The hosts, who were located in a dozen cities ranging from Charleston, SC to San Francisco, were almost exclusively casual-, lapsed- or non-gamers.
That might make their misconceptions easy to dismiss, but after spending nine years of my career in radio, I can tell you one thing authoritatively: people listen to news/talk stations they can identify with, meaning the audiences of these shows likely had many of the same mistaken beliefs.
Most surprising was the repeated confusion surrounding the games ratings process. With very few exceptions, the hosts believed that retailers were unable to enforce ratings and young kids were free to buy whatever game they wanted, regardless of rating.
If you're familiar with the industry, of course, you know that's not the case. Sure, it happens, just like a minor can sneak into an R-rated movie, but most retailers are pretty good about enforcing ratings. We know that, but it would appear that a large part of the outside world does not.
The ESA and ESRB are rightfully still running their victory lap, but when the hangovers clear up after the celebration, priority one for both organizations should be to ensure that it's clear to people that the "M" on a box isn't something retailers ignore.
Fortunately, they've got the spotlight shining on them right now, a perfect opportunity to say "while we disagreed vehemently with California's law, we understand the concerns behind it – and here's what we're doing to ensure kids don't have access to these games without parental consent."
While they're at it, it might be time to do another educational campaign about what the ratings mean. "E," "T" and "M" baffled folks until I compared them to movie ratings. (In fairness, the ESRB has been banging this drum for a long time and the MPAA has a big head start in people's minds.)
A few hosts, especially those that were parents, wanted to talk about the escalation of violence in games over the last few years. This, as you might guess, ties directly to mass media attention of certain elements of select games (i.e. Modern Warfare 2's "No Russian" level or Six Days in Fallujah) along with a lingering memory of the heyday of the Grand Theft Auto brouhaha.
That's normal. People remember and gravitate towards controversy. But as I thought about it more, I realized when most people see ads for games on TV, it's usually a shooter that's on display.
From a business standpoint, it makes sense to heavily market those games, since that's where a big chunk of the money is. But from a public perception perspective, it just reinforces the impression that today's games are nothing but over-the-top orgies of violence.

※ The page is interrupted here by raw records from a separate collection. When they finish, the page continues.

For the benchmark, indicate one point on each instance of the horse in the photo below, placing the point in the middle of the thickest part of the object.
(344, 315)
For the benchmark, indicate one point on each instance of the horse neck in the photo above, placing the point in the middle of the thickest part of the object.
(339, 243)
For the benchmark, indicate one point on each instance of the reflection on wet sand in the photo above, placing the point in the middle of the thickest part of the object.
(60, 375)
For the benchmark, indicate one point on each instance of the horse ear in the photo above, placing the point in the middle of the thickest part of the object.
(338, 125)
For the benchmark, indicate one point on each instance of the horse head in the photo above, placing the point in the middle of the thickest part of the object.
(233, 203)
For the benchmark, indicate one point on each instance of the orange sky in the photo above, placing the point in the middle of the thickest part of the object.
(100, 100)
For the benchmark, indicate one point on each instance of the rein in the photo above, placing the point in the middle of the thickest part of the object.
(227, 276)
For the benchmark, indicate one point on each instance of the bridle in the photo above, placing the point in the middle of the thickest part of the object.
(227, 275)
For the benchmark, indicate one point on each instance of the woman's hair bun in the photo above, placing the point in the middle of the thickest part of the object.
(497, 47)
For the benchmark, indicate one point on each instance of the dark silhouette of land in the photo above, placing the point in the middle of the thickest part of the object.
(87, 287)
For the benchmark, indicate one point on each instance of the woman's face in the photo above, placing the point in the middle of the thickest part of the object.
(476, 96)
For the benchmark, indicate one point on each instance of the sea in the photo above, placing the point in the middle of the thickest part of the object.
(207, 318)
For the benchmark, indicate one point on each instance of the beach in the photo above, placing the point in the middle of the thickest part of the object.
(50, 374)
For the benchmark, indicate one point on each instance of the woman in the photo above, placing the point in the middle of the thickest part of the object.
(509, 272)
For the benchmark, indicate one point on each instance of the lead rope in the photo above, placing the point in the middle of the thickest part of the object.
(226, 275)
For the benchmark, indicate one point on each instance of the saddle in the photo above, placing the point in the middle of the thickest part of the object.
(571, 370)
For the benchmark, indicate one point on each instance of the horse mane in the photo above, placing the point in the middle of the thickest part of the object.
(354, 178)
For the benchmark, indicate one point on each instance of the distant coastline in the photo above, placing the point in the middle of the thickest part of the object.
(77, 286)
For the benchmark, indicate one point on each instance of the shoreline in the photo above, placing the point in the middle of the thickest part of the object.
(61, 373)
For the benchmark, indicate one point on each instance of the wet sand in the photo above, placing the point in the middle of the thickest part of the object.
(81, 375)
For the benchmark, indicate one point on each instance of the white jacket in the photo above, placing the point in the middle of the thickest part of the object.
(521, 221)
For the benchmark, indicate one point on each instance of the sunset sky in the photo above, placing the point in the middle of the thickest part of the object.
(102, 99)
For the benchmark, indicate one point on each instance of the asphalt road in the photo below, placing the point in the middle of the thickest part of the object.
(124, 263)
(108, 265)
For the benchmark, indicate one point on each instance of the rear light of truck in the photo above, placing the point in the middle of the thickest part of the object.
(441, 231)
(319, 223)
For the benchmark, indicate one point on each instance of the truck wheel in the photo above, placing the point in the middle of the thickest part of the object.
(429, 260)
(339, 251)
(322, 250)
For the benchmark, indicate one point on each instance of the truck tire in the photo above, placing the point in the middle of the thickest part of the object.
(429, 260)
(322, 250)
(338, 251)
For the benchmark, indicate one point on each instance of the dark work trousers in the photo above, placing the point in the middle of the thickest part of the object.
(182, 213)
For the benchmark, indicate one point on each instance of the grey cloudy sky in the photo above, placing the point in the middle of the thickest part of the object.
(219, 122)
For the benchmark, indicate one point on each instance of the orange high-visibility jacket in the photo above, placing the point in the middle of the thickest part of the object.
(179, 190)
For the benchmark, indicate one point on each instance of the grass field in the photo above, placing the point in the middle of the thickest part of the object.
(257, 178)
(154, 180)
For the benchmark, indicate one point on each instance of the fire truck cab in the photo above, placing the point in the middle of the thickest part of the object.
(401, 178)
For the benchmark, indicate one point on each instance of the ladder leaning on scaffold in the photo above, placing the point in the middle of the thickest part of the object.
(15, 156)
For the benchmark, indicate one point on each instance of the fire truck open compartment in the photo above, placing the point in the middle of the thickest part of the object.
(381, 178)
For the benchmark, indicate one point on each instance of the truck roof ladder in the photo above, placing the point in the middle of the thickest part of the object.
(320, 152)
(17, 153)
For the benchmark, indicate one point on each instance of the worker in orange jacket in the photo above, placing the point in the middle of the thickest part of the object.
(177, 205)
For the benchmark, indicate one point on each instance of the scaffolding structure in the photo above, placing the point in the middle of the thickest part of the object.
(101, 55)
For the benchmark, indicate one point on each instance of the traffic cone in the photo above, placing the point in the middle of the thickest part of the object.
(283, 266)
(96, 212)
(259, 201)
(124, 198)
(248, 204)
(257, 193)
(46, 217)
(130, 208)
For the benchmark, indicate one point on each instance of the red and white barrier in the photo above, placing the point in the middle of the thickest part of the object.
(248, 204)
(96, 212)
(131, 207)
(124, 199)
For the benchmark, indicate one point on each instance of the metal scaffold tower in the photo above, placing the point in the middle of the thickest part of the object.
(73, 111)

This won't change, of course. Activision shareholders would draw and quarter management if they didn't actively promote each successive Call of Duty title, just as there would be a public stoning of John Riccitiello if EA didn't spend heavily on Battlefield 3 marketing this fall.
But as gamers, we know that the industry is capable of so much more, from gut-busting humor (like in Portal 2) to heart-wrenching sorrow (see Shadow of the Colossus). They're games that rarely justify a major marketing spend, but that only reinforces the perceptions.
It's wishful thinking, I realize, but if the industry wants to show the general public that it actually has matured and is capable of nuance and subtlety and any number of mannerisms beyond balls-to-the-wall blood and guts, it needs to take a close look at how it presents itself to the outside world.
Because it's not just opponents watching. If this morning's talks were any indication, there are a lot of fence sitters who fully support the industry getting First Amendment protections (and were happy the matter was clarified), but still feel like it too often abuses them.